A recent survey has revealed only a fifth of people know their legal rights when shopping around for a loan.

Shot of New Zealand twenty dollars.

Almost half of respondents to the 2020 New Zealand Consumer Survey took out a loan, bank overdraft, or other hire purchase agreement to pay something off in the past two years.

According to the Credit Contracts and Consumer Finance Act 2003 ( CCCFA ), if a person takes out a loan and finds a better deal within five working days, they can cancel the original loan.

Ministry of Business, Innovation and Employment (MBIE) national manager of consumer protection, Mark Hollingsworth, says some knowledge of the CCCFA is vital to ensure people understand their rights when they borrow money or buy something on credit.

“This week is Money Week so it’s a timely reminder for people to brush up on what they can and can’t do. The findings of our survey offer us a chance to target information to consumers to help them avoid problem debt,” Hollingsworth said.

The 2020 New Zealand Consumer Survey (NZCS) also showed about one in three people had not even heard of the CCCFA, with six per cent also unaware of both the Consumer Guarantees Act 1993 and the Fair Trading Act 1986.

The survey found those most likely to have never heard of the CCCFA are families (45 per cent), those aged 18-26 (43 per cent) or 27-36 (36 per cent); women (32 per cent); and people living in Auckland (35 per cent).

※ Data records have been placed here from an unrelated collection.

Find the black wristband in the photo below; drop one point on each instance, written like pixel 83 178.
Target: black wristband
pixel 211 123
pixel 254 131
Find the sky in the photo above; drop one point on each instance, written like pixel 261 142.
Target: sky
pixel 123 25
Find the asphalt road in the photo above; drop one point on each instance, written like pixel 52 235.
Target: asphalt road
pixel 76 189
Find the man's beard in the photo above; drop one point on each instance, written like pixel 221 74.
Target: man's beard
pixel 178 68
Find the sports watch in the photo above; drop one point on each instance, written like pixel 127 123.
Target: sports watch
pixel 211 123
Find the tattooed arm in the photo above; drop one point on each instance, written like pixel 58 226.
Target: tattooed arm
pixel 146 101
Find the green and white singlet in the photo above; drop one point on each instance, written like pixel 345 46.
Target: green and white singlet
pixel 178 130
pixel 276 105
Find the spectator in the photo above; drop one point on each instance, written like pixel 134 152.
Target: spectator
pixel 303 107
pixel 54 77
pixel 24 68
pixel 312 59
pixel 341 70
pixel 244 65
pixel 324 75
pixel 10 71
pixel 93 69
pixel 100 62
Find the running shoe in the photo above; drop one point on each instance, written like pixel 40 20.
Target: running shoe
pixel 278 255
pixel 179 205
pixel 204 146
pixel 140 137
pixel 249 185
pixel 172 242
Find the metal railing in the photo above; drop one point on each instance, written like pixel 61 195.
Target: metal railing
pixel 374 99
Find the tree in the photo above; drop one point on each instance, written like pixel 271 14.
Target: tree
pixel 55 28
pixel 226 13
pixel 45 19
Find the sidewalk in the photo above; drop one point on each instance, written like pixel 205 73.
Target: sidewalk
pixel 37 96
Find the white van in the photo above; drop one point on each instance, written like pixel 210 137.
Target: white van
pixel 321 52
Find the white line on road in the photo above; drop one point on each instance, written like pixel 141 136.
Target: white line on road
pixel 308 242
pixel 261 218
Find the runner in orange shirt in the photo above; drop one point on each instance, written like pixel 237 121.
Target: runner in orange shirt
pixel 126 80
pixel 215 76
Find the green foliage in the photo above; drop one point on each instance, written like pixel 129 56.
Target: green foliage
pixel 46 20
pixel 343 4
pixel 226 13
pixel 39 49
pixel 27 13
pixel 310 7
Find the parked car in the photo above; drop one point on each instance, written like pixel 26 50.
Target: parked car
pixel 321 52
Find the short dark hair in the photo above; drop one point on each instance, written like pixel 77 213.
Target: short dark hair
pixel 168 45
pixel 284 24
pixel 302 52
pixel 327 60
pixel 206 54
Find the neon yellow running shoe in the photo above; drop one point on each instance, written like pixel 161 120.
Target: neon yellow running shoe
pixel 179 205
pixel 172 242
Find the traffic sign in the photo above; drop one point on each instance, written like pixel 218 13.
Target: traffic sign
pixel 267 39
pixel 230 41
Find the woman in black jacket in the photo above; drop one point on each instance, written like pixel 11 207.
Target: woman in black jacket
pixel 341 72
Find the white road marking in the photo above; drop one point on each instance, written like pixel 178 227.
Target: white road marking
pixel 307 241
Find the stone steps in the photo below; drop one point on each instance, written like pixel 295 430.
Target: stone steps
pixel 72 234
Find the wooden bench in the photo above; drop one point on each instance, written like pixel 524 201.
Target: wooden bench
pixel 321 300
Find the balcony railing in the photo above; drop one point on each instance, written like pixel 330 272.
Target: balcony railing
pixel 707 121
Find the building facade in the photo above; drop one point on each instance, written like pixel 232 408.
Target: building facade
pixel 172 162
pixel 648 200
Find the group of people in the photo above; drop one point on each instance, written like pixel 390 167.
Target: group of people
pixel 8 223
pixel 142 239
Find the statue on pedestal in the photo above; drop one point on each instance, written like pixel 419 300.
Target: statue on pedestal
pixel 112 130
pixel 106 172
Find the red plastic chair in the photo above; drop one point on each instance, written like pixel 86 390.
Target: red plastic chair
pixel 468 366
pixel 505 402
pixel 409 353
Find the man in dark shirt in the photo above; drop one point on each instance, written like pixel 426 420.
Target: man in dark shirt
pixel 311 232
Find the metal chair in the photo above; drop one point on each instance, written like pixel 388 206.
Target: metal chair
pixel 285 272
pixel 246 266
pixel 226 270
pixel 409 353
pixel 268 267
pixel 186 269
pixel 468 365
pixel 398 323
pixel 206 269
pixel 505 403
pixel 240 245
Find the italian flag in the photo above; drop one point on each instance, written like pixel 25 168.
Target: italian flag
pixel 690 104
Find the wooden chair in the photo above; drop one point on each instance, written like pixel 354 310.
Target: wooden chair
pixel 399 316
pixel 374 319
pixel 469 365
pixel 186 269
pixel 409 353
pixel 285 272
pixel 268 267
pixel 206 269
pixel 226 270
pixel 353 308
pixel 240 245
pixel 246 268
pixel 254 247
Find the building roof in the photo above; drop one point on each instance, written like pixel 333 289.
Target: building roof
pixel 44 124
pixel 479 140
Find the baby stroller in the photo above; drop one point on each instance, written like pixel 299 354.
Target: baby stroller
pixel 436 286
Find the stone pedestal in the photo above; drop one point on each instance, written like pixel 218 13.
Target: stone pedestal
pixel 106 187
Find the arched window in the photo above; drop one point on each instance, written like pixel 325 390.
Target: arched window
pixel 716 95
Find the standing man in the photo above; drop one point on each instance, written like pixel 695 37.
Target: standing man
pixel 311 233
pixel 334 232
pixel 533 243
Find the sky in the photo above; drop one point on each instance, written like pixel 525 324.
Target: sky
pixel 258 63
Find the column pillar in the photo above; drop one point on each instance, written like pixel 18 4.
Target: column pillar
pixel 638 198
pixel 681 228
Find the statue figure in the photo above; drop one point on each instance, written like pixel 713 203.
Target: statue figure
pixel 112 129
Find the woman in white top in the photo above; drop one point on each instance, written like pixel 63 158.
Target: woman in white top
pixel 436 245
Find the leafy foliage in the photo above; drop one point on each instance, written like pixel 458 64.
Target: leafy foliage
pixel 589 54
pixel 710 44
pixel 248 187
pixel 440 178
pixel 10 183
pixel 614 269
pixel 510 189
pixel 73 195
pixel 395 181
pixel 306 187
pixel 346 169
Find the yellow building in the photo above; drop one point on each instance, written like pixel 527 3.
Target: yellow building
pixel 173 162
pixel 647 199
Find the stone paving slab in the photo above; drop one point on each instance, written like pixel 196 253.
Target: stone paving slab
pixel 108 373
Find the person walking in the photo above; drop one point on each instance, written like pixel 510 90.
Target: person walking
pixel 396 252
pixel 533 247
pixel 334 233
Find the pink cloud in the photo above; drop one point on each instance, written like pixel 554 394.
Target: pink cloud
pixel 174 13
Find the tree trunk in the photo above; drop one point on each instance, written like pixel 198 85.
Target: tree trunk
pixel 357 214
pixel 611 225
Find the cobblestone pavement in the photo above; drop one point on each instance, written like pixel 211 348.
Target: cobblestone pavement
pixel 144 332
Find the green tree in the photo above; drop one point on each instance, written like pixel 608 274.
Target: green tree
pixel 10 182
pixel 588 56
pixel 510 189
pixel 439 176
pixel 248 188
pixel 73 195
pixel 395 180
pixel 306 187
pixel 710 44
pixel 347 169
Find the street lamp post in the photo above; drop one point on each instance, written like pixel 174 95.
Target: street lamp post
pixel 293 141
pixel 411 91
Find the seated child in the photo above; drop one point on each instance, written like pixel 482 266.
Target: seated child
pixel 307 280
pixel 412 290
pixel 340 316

Pacific consumers, at 57 per cent, were most likely to have entered into a credit contract, along with those with an annual household income over $100,000 (53 per cent). Those aged 27-46 years (55 per cent), Māori consumers (54 per cent), and those in paid employment (51 per cent) were also more likely to have taken on a loan. 

“In today’s increasingly dynamic and evolving consumer finance and credit marketplace, and given the steady rate and diverse range of people entering into credit contracts, it’s important people have a robust knowledge of the CCCFA and are fully equipped to transact with confidence,” Hollingsworth said.

“Our research helps enable us to report on emerging trends, so we can identify key population groups who most need advice and guidance, and ensure interventions are targeted to where they’re needed most.”

The Consumer Protection website offers a range of resources and information to help consumers understand their rights, including the “ Shopping for a loan” fact sheet.